Environmental NGOs argue the episode exposes a regulatory blind spot. “Malta has no maximum limit on foam discharge, only vague guidelines on ‘visible opacity’,” said Tricia Mizzi from Friends of the Earth. “Meanwhile, the government has licensed a further 80 hectares of offshore cages by 2027 to meet Asian tuna demand.” The lobby group is organising a “Swim-In Protest” this Saturday, inviting bathers to link inflatable doughnuts at the exact coordinates of the pens.

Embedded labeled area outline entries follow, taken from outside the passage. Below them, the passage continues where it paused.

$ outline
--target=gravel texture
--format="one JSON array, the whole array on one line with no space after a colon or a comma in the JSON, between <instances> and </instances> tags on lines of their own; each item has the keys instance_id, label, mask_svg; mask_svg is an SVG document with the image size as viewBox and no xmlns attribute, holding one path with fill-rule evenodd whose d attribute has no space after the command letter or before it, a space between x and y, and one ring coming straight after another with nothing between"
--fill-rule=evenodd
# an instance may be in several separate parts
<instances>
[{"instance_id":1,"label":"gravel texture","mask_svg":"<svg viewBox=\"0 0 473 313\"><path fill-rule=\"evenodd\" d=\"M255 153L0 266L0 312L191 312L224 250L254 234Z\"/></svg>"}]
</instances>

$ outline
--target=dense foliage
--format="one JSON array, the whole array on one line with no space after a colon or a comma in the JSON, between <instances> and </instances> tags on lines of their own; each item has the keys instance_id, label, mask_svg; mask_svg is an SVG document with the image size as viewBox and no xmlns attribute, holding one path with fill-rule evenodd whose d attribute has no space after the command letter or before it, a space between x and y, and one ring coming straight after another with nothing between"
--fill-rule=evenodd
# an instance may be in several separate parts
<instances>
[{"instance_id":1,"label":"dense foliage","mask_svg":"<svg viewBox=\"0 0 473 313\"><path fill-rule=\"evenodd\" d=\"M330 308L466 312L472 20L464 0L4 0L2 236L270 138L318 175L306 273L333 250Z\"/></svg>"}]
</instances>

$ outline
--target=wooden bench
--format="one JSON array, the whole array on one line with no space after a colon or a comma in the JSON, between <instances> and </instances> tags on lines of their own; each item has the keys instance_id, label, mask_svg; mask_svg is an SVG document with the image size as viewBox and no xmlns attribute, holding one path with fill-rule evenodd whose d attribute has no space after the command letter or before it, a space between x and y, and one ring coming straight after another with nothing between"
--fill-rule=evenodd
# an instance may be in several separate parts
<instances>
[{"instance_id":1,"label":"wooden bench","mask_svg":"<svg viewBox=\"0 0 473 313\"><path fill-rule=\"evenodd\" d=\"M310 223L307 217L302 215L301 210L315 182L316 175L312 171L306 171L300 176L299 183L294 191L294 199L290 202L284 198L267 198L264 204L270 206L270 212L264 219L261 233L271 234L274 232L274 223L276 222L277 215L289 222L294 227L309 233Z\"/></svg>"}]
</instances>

Back on the promenade, 71-year-old pensioner Joe “il-Bosk” Farrugia remembers when fishermen rowed out on paint-peeled luzzus and the only foam came from waves hitting the rocks. “We used to joke that the sea was so clean you could rinse your dentures in it,” he laughed, sipping a Kinnie while watching a council tractor hose down the last traces of slime. “Now we need a press conference to tell us soap is soap.”
Whether the goo is truly benign or the canary in a coal-blue mine, one thing is certain: Marsascala has tasted the bitter-sweet reality of 21st-century Malta—where tradition, tourism and tuna dollars share the same shrinking patch of sea. Until the next slick surfaces, locals will keep scanning the horizon, hoping the only thing that glimmers is the sunrise.